Each week in What’s the Meaning of This?, we explain what those weird public-art installations you walk by every day are supposed to represent. This week: the story behind one of Toronto’s most famous and playful paintings.
Name of installation: The Flatiron Mural
Artist: Derek Besant
Location: The back of 49 Wellington St. E.
Date of display: 1980

What’s it supposed to be?: While public art is often commissioned by a property developer looking to receive some type of benefit for the structure they are building (like an increase in zoning allowance), occasionally there is a more altruistic motive involved—namely, improving the aesthetics of a given area. Such is the case with Derek Besant’s Flatiron Mural.

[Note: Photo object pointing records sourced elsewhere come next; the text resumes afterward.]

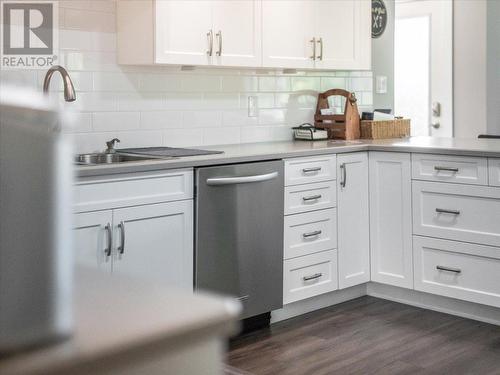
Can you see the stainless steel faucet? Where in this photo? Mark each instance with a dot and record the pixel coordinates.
(111, 146)
(69, 89)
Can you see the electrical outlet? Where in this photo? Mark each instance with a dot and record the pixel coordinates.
(252, 106)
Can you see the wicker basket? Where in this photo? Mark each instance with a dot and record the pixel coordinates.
(382, 129)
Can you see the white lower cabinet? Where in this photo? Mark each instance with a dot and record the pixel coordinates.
(155, 242)
(390, 219)
(459, 270)
(353, 219)
(151, 241)
(309, 275)
(93, 239)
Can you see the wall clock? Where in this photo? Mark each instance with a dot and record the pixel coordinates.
(379, 18)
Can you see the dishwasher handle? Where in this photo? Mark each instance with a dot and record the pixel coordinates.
(218, 181)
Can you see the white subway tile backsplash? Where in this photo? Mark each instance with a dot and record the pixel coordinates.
(161, 119)
(221, 136)
(201, 119)
(185, 137)
(110, 121)
(116, 82)
(162, 105)
(238, 118)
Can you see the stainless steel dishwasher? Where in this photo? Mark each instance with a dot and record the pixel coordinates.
(239, 234)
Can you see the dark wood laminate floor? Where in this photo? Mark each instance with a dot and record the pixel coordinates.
(370, 336)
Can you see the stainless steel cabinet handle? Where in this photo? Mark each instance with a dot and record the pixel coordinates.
(312, 277)
(343, 181)
(312, 198)
(210, 36)
(219, 38)
(121, 248)
(312, 234)
(448, 169)
(313, 56)
(449, 269)
(107, 251)
(217, 181)
(310, 170)
(444, 211)
(320, 42)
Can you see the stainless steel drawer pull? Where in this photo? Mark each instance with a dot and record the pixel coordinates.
(217, 181)
(312, 198)
(310, 170)
(444, 211)
(312, 277)
(447, 169)
(312, 234)
(107, 251)
(449, 269)
(121, 248)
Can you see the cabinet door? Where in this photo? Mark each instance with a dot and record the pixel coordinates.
(353, 219)
(181, 32)
(287, 28)
(238, 32)
(344, 27)
(155, 242)
(93, 239)
(390, 219)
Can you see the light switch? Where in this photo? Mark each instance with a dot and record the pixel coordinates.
(381, 84)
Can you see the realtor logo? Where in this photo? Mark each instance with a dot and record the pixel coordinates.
(29, 34)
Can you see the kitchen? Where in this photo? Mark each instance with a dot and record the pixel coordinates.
(396, 234)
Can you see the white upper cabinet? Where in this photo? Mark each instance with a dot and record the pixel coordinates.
(321, 34)
(181, 32)
(288, 27)
(343, 34)
(194, 32)
(237, 32)
(300, 34)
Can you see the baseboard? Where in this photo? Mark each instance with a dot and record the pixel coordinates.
(318, 302)
(464, 309)
(469, 310)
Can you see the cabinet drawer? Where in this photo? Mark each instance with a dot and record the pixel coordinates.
(132, 189)
(310, 233)
(309, 276)
(494, 172)
(458, 212)
(305, 170)
(445, 168)
(309, 197)
(459, 270)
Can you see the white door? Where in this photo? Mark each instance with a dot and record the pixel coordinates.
(238, 32)
(344, 34)
(184, 32)
(288, 28)
(423, 82)
(93, 239)
(353, 219)
(390, 219)
(155, 242)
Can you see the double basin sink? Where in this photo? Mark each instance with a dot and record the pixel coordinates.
(117, 157)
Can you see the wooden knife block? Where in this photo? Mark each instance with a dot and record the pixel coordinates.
(345, 126)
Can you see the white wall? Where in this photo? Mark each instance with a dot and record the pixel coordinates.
(150, 106)
(469, 77)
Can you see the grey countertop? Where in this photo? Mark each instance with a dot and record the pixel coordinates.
(115, 317)
(240, 153)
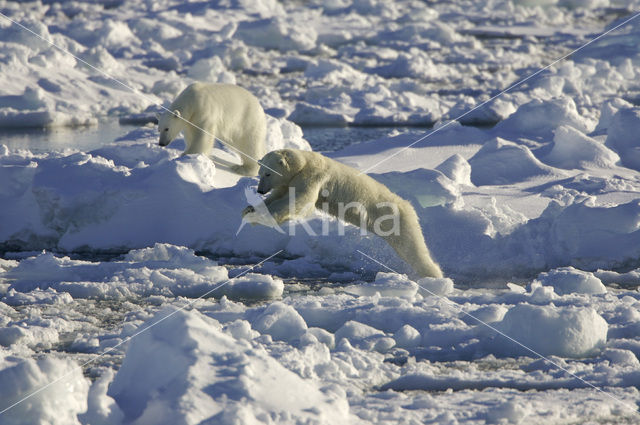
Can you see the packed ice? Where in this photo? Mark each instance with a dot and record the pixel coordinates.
(132, 292)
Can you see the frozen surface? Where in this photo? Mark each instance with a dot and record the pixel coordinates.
(130, 292)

Tacked onto the backside of the flatiron building where Wellington, Front, and Church streets meet, the installation isn’t necessarily hinting at some deep meaning through abstract forms and functions but, rather, acts as a playful display giving some life to the backside of one of the city’s most iconic structures. Uniquely, the mural is not painted on the building itself (that was disallowed due of its heritage designation), but rather sits on a steel armature, and resembles a large draped cloth displaying a series of windows. Of his work, Besant has previously said, “context is what is most important to me, rather than imposing one of my works onto a site,” and such is the case with the Flatiron Mural, which employs a trompe l’oeil (“tricking the eye”) style to lend some cheeky character to this property, built by brewers Gooderham and Warts in 1892 (10 years before New York’s famous flatiron, it should be noted).